Crash and Burn PDF Print E-mail
Written by Henry Miles   
Monday, 22 February 2010 06:06


‘Middle Class’ Loser Ends His Life the Way He Lived It

AUSTIN, Tx., Feb. 21 — Much has been made in the last few days about the suicide bombing of the Austin federal building by Andrew Joseph “Joe” Stack. What hasn’t been made by the pundits, politicians and even some leftists, however, is much sense.

On one side are most politicians and most of the corporate media. They have denounced Stack’s actions and his long, rambling “manifesto” as “insane” and “disturbed.” They have latched on to his comments about the IRS being “Big Brother” as evidence that he was “crazy” and “paranoid.”

On the other side are some rightwing politicians, Fox News, the Tea Party Nativists, Ron Paul’s libertarian fascists and the assorted reactionary “patriots.” They, too, have latched on to Stack’s ranting about the IRS and the “sleazy government.” But where the rest of the corporatist structure has put a minus, these elements are putting a plus, calling him a “hero” and a “martyr” to “the cause.”

What that “cause” is, they won’t say.

Holding the “left” flank of this reactionary assortment are some self-described socialist and communists, who themselves have latched on to the desperation that oozes through Stack’s “manifesto” and have shamelessly attempted to make it their own.

Some of these elements even try to pass off Stack’s rationale for getting in his private plane and ramming it into a federal building, killing one and injuring dozens of government workers, as something that “identified himself ... with the working population and recognized a common enemy in the capitalist state and the giant corporations.”

Baloney! If Stack’s “manifesto” did anything, it showed that the last people he sought to “identify himself with” were working people. Indeed, Stack’s entire life was led with the goal of lying, cheating and stealing his way to success, and getting as far away from the working class as humanly possible.

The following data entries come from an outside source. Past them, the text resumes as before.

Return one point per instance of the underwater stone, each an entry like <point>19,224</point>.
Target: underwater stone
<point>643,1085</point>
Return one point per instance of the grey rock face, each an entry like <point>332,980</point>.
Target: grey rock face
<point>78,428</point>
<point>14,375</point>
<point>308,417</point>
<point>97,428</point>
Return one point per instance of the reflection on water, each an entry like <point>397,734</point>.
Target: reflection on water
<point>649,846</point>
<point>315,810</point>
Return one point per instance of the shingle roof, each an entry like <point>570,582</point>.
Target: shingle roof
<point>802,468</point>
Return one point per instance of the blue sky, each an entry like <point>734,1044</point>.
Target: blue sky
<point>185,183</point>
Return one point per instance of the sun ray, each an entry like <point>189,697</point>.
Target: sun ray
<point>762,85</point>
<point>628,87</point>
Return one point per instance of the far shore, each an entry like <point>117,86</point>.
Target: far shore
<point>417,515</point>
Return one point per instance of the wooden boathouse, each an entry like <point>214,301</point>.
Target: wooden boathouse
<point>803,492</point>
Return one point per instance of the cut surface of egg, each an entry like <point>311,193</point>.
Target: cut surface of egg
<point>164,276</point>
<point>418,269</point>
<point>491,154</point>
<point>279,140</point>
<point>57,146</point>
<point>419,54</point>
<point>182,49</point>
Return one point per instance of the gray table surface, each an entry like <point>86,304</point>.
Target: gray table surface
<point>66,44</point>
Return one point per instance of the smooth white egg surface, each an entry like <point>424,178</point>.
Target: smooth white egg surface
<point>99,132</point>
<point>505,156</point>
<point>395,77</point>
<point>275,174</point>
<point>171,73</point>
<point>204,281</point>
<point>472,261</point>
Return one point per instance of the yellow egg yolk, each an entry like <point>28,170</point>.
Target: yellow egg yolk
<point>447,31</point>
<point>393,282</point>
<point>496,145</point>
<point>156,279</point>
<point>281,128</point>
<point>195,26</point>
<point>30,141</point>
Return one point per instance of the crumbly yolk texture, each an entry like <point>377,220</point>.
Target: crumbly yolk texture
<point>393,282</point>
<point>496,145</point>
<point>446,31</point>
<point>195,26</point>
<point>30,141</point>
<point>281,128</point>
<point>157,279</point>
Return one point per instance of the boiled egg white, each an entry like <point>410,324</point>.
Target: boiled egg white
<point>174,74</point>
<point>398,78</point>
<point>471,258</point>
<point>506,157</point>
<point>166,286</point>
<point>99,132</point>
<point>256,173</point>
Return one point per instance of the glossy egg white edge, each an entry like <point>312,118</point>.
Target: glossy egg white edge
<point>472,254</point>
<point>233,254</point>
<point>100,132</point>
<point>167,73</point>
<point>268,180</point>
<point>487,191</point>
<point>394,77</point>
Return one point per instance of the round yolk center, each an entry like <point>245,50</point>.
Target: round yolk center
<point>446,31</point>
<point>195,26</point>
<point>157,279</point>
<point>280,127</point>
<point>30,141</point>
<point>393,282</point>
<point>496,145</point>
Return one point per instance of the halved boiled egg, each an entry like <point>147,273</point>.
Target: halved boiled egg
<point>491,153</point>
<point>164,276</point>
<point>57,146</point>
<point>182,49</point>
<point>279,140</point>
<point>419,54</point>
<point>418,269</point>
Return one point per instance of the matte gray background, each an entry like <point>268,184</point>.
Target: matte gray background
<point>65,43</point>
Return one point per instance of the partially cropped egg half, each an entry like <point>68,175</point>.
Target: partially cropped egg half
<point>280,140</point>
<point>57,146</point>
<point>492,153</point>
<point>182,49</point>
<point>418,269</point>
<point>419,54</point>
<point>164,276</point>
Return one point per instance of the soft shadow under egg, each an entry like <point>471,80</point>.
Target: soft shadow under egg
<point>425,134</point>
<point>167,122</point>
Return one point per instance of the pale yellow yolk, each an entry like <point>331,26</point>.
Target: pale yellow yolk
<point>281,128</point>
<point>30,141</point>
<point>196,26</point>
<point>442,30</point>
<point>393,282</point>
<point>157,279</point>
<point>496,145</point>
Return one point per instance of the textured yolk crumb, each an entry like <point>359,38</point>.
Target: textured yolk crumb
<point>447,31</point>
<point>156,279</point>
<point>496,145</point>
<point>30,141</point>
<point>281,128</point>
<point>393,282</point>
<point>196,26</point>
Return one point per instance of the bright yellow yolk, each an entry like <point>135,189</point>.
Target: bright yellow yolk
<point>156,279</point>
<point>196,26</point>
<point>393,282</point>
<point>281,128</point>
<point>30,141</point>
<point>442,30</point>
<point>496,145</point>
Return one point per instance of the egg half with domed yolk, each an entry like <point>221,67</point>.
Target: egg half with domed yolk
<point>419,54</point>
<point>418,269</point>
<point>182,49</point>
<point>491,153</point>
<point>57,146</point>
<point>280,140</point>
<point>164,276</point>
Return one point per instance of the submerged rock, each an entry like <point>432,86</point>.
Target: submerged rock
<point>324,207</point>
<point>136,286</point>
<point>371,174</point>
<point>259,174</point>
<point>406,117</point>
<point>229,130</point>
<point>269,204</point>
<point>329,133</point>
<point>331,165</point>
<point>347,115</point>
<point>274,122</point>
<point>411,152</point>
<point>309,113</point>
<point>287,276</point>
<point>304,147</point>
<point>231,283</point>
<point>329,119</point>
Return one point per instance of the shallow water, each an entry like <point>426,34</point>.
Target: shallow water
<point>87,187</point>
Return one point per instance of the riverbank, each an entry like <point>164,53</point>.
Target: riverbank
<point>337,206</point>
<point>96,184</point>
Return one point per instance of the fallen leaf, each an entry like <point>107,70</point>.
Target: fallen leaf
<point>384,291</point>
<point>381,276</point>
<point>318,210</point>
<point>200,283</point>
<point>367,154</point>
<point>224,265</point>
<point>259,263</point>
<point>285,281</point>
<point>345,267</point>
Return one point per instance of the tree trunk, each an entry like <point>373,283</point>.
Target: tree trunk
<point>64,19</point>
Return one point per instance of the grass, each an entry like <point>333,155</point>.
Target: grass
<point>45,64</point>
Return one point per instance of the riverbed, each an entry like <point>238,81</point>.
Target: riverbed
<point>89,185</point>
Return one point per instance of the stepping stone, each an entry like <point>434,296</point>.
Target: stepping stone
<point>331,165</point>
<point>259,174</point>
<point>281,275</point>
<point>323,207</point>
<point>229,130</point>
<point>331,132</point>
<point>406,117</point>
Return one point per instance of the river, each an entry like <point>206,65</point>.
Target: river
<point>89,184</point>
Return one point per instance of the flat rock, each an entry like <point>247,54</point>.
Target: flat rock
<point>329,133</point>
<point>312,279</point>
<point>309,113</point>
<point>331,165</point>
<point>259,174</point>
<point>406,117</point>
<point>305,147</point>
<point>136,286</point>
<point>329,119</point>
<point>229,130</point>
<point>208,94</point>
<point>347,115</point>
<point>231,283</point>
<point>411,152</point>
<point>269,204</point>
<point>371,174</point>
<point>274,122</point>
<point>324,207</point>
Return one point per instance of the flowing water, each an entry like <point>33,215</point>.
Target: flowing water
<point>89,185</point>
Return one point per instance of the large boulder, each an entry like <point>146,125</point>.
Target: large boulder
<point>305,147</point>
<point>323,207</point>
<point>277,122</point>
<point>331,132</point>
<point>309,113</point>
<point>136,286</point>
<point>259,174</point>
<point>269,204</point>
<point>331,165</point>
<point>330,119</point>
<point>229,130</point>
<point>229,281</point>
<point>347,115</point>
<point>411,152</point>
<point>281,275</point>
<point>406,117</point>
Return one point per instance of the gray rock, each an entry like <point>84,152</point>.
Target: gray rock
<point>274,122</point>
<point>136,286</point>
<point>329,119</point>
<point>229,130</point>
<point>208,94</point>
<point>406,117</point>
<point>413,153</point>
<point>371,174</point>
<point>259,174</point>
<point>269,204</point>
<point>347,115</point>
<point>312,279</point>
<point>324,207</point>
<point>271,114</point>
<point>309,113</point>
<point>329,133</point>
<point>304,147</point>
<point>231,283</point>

Stack’s preferred method was to ... not pay the taxes the IRS said he needed to pay. Stack sought to set himself up as a one-man business, an independent professional contracting with companies and making big money. But because he had to contract through a third-party agency (like Manpower or Kelly Services), he was treated as ... a temporary worker when it came to tax time.

And every time Stack tried to get around the tax code, or sought to hide “unreported income” or declare it to not be “tax-related ... transactions,” he got busted by the IRS.

So, after failing to make it into the big leagues as an independent professional and small business owner (and, in the process, getting nailed by the IRS for tax evasion) not once, not twice, but three times, Stack, fearful that his multiple failures may mean he has to become working class, decided to end his life as he lived it: crashing and burning.

Stack represents a growing layer of “middle class” professionals, managers and small business owners becoming increasingly fearful that the economic and political crises convulsing corporatist capitalism over the last decade are going to ruin them and their chances at becoming wealthier or more successful. And, increasingly, they are willing to turn more and more to the use of force and violence to assert their opinion and power.

When “middle class” elements begin to lose hope in the “change” and reforms promised them by the exploiting and oppressing classes, when they begin to feel that their ruin is all that lies ahead for them, they are prone to fits of fear, anger, rage ... and violence. Stack’s admonition that “violence not only is the answer, it is the only answer” echoes a growing view among the “middle class” — as evidenced by Tea Party Nativists showing up at their protests with automatic weapons.

And a central part of that fear is the misplaced belief that they will be forced to leave their “middle class” lives (and dreams) behind, and become part of the working class.

Today, these “independent” sections of the “middle class”  despise the capitalists and those sections of their own class that do the bosses’ bidding (politicians, bureaucrats, officials, etc.). But they both despise and fear the working class — not because the working class is ready to make a revolution in its own name and put them to work, but because the working class has yet to organize and fight for its own class interests, and thus continues to absorb attack after attack silently.

Because of this, “middle class” losers like Stack, who are ready and willing to turn to terrorism and violence to get the “justice” they think they deserve, are increasingly looking to the Nativists and other trends of fascism to “save” them from their ruin.

Such elements need to be neutralized and scattered before they are allowed to coalesce into a political movement that can challenge the existing parties of capitalism. Only the working class can do that job.